Although the PA seems intent on carrying through with this plan for a new set of peace negotiations with Israel, there is not much cause for optimism that it will be a success. The PA still controls only the West Bank, and it cannot claim to represent all Palestinians while divisions with Hamas continue. At the moment there are no positive prospects for reconciliation.
Another issue that may frustrate the PA’s efforts is the chaotic political situation in Israel, which in the coming months will have its fourth election in two years.
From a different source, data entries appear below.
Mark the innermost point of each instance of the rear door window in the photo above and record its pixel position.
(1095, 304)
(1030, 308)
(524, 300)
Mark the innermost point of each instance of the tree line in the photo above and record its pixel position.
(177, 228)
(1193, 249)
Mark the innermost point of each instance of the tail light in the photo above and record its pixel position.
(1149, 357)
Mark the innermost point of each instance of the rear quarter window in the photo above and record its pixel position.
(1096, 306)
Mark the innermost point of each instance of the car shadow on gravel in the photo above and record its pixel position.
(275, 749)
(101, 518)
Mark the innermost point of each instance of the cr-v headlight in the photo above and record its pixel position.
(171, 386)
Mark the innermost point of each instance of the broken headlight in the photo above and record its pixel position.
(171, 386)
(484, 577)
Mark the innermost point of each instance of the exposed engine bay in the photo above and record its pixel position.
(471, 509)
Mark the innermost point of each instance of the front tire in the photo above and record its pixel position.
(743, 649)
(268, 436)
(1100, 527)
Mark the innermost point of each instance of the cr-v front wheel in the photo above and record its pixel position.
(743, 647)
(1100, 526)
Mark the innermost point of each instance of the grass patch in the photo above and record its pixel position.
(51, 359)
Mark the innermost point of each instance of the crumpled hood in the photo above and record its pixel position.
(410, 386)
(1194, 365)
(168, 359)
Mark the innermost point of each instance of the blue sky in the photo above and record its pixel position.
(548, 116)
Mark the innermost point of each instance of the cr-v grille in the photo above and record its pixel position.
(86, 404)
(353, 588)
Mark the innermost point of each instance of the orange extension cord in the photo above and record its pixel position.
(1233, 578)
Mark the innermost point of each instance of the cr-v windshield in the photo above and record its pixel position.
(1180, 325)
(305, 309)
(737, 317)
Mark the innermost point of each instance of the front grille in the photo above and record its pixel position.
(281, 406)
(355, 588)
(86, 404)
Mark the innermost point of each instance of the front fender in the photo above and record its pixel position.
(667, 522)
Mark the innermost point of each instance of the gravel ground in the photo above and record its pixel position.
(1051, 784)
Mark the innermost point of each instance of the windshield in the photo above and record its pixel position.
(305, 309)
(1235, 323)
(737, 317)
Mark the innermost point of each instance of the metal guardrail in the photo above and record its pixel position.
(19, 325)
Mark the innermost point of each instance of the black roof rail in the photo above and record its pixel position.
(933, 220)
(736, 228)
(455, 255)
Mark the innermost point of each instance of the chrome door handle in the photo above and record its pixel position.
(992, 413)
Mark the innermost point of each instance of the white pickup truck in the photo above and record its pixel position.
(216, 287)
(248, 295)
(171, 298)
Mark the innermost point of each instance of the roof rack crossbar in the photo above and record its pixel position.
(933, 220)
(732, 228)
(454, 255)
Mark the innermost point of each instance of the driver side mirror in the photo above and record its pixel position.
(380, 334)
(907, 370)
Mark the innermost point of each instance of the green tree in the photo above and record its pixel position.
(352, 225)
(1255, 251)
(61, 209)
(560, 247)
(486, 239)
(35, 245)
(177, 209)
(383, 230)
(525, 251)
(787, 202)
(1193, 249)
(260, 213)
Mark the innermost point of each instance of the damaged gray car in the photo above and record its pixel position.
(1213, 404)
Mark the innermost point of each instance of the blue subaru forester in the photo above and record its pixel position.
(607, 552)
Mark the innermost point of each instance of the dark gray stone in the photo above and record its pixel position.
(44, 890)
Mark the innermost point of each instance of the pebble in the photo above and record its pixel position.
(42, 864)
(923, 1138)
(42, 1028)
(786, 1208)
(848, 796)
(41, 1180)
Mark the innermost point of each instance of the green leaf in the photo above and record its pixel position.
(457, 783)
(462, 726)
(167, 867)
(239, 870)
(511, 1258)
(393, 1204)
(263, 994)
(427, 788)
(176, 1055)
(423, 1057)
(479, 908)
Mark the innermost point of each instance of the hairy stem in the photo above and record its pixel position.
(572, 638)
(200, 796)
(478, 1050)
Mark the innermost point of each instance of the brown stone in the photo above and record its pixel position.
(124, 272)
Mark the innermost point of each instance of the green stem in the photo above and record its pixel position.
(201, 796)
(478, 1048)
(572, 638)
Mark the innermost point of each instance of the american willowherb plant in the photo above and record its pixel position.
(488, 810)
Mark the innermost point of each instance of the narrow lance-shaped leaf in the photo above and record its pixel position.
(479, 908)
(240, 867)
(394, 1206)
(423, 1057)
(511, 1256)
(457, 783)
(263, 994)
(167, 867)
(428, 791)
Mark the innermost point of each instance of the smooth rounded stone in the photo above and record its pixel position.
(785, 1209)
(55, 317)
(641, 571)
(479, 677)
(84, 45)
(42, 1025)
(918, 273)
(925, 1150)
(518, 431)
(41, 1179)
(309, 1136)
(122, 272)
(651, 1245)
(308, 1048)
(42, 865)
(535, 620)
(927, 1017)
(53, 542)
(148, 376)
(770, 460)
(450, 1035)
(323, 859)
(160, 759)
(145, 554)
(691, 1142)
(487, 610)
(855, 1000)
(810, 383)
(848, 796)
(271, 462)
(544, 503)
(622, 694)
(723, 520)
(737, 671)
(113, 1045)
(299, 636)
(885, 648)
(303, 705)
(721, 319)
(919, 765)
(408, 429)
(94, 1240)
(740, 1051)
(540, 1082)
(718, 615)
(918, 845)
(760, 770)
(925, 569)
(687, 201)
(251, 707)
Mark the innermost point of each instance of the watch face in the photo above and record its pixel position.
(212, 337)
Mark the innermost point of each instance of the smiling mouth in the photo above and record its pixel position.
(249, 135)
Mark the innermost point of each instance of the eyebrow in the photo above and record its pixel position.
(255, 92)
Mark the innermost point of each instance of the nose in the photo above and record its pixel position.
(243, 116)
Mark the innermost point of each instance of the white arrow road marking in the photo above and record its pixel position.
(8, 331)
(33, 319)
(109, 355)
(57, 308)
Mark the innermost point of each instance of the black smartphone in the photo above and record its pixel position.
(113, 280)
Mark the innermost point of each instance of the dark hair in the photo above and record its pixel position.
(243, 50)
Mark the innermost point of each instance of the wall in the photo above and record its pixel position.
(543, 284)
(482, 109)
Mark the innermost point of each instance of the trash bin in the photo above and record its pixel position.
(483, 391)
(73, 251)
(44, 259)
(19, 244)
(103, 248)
This means a new Israeli government will not be ready for negotiations at least until the second half of this year – if it is actually willing to negotiate.
Recent polls show the parties that are likely to make gains in the vote are even more extreme than the current governing coalition. That means Netanyahu’s successor may not be willing at all to give concessions to the Palestinians on illegal Israeli settlement construction in the occupied Palestinian territories, while an Israeli military withdrawal from the West Bank and recognition of a Palestinian state will be completely out of the question.
Then there is also the new US administration led by Biden. It is true he appears to be more understanding of Palestinian demands and less biased towards Israel, compared with Trump, but the US presidential agenda is crowded with domestic and foreign policy issues, such as the coronavirus pandemic, the deepening economic crisis, the tensions with Iran, and the difficult relationship with China. The Palestinian-Israeli conflict is quite low on the list of its priorities, which means Biden is unlikely to expend much energy on the issue and pursue a new peace process.
In this sense, the PA’s initiative appears to be no more than an attempt to stay politically relevant after the Trump administration’s hostile policies and Arab normalisation deals with Israel took a major toll on its political capital. But trying to restore the old status quo which brought about only disaster for the Palestinians may not be the best survival strategy for the Palestinian leadership.
The views expressed in this article are the author’s own and do not necessarily reflect Al Jazeera’s editorial stance.